Everyone knows the biggest ships in the world -–the longest yacht, the most luxurious cruiser ship and the biggest container ship. On the high seas all is fine, but when these ocean behemoths approach port, they need help. To maneuver into harbour they rely on small, nimble and immensely powerful harbour tugs to tow them around. Two new such tugs are currently under construction at the Cheoy Lee shipyard in southern China and are scheduled to enter service with PSA Marine Peru in the ports of Peru in 2022 and 2023.
It's a fascinating sight as a small harbour tug, about 24 meters long and 11 meters wide, has a 300-meter-long and over 50-meter-high container ship on the end of a line, towing it into port. “The impression is somewhat deceptive,” explains Andreas Müller-Hirlinger, a harbour tug expert at Rolls-Royce Power Systems. The harbour tug isn't towing the ship into port, it's stabilizing it. Even so, the harbour tug – which looks small by comparison but seems huge when you stand beside it – needs loads of power to do its job. And this power is delivered by mtu Series 4000 engines.
Extreme dynamics of the engines impress
These produce a full 2,240 kW in each of the two tugs Robert Allan design currently being built. Aside from pure oomph, a key feature of these engines is their power flexing capability. The high-revving 16-cylinder mtu engines with the type of designation '4000M63L' achieve their full power output in a matter of a few seconds, meaning they can accelerate extremely quickly and respond nimbly to the movements of the vessels they are maneuvering into the port
The new harbour tugs have a bollard pull of 70 metric tons, meaning that the harbour tug has the same power it would take to lift 70 metric tons off the ground. The mtu engines do this by transmitting their power directly to two Schottel directional propellers below the waterline. One of the two harbour tugs is equipped with Schottel's innovative Sydrive-M system which combines two azimuth thruster propellers – one to port and one to starboard – in such a way that both props can be powered by just one mtu engine, reducing engine operating hours and thus maintenance costs, fuel consumption, CO2 emissions and other pollutants.
Goal: The establishment of a sustainable maritime ecosystem
William Revilla, Project Director at PSA Marine Peru, puts special emphasis on the desire to maximize the sustainability of his harbour tugs. “Sustainability is important to us. We are constantly looking for solutions to operate our vessels as efficiently and sustainably as possible.
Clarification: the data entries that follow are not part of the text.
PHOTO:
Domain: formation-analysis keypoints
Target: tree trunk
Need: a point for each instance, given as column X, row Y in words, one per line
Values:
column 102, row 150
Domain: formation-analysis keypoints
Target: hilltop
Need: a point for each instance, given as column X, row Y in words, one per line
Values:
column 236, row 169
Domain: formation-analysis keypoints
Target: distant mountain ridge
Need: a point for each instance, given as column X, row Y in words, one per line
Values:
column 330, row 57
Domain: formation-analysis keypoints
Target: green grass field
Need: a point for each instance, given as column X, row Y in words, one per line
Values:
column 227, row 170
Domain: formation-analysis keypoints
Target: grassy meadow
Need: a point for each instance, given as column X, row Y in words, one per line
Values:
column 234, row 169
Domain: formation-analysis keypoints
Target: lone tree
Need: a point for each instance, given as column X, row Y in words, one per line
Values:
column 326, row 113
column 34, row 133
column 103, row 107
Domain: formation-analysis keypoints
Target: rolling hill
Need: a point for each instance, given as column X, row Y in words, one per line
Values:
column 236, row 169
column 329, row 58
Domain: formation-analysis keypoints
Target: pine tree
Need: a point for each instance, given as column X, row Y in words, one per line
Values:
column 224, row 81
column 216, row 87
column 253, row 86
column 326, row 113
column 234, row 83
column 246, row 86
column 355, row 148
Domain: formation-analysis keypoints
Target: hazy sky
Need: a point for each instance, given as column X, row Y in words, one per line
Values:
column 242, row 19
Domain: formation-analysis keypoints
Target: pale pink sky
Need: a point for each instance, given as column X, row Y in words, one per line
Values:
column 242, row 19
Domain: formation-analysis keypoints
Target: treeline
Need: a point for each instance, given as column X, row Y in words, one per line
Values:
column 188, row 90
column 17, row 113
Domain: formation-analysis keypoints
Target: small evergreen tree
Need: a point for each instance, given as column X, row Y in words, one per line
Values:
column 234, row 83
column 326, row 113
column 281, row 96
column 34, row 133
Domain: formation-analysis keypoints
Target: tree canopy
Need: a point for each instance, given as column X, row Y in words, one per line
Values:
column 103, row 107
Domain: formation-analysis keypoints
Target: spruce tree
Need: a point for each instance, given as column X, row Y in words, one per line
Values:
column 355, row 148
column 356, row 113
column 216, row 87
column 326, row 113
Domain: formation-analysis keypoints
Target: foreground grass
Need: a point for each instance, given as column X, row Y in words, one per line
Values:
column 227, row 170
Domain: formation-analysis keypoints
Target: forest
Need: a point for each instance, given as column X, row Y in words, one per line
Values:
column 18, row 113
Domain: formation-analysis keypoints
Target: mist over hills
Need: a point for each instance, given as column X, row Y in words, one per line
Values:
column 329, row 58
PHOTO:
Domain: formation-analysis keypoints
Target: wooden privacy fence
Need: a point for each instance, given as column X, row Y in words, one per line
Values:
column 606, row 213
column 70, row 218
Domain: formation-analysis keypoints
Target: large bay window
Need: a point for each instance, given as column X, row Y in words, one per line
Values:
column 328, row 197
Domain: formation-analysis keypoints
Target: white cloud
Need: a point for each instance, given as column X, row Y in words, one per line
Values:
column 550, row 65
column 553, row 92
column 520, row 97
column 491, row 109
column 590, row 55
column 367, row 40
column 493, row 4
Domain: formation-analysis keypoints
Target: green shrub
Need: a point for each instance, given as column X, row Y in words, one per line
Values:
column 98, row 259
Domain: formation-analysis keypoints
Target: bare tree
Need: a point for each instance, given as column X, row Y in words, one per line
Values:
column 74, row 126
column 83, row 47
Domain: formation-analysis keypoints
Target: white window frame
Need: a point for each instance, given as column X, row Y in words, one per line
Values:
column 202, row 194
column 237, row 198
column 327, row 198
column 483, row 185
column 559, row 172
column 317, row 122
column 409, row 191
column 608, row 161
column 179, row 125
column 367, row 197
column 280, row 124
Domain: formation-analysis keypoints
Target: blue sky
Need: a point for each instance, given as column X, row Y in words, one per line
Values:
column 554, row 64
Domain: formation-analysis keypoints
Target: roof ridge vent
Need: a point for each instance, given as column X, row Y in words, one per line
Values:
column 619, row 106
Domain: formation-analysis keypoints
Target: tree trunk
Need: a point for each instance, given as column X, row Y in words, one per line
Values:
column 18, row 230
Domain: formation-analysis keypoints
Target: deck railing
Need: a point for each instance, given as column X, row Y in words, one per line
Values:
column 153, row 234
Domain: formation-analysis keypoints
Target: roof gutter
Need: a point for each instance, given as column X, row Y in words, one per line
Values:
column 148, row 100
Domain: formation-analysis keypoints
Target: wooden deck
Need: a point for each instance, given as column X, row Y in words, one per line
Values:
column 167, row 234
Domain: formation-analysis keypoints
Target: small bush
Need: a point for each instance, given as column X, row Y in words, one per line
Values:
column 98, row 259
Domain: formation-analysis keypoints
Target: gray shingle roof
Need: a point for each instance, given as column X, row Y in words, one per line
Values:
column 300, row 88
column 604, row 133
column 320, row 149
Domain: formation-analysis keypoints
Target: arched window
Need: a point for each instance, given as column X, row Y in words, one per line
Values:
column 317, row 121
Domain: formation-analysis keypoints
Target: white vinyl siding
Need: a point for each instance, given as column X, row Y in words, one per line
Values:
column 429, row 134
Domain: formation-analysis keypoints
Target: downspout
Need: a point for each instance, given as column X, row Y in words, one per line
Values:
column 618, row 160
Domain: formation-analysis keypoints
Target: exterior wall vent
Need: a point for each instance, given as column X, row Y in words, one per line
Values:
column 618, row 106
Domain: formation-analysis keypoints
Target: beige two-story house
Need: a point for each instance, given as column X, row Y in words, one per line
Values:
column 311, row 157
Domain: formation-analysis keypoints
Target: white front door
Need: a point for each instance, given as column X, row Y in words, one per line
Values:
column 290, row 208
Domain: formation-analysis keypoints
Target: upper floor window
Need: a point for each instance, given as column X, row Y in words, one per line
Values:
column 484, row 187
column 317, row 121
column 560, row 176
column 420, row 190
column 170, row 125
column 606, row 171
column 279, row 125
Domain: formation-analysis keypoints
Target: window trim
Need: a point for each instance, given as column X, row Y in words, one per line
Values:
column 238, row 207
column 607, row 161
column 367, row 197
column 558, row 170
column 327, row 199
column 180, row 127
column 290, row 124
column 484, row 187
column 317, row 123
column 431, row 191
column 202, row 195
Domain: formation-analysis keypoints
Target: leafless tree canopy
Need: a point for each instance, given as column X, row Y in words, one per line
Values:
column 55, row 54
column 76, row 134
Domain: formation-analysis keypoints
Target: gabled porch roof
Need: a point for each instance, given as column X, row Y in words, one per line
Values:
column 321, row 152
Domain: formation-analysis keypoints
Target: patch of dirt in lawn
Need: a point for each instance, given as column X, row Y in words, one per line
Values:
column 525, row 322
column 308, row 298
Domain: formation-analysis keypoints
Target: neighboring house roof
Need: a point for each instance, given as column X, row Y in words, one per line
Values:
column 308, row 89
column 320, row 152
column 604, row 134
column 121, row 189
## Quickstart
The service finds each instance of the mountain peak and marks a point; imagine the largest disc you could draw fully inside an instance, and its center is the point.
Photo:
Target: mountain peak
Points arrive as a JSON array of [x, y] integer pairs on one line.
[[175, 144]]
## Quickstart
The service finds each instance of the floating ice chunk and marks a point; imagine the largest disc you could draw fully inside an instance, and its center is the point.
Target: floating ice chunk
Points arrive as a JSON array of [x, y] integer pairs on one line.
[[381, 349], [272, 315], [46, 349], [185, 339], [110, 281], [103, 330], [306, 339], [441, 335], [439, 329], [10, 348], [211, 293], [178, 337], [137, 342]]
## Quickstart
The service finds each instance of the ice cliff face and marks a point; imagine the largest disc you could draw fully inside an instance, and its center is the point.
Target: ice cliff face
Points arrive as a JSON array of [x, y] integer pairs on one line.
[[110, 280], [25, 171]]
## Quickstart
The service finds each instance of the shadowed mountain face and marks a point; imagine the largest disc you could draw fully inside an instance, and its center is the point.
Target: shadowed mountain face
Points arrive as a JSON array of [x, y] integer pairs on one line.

The partnership with Rolls-Royce Power Systems and its local partner Detroit Power Systems Peru to install mtu engines on our vessels is one of our key efforts towards building a sustainable maritime ecosystem”, Revilla said.
These two new harbour tugs, PSA Tallan and PSA Wayra, will soon be added by 2022 and 2023 to the existing fleet to reach a number of 18 harbour tugs operating in Peru.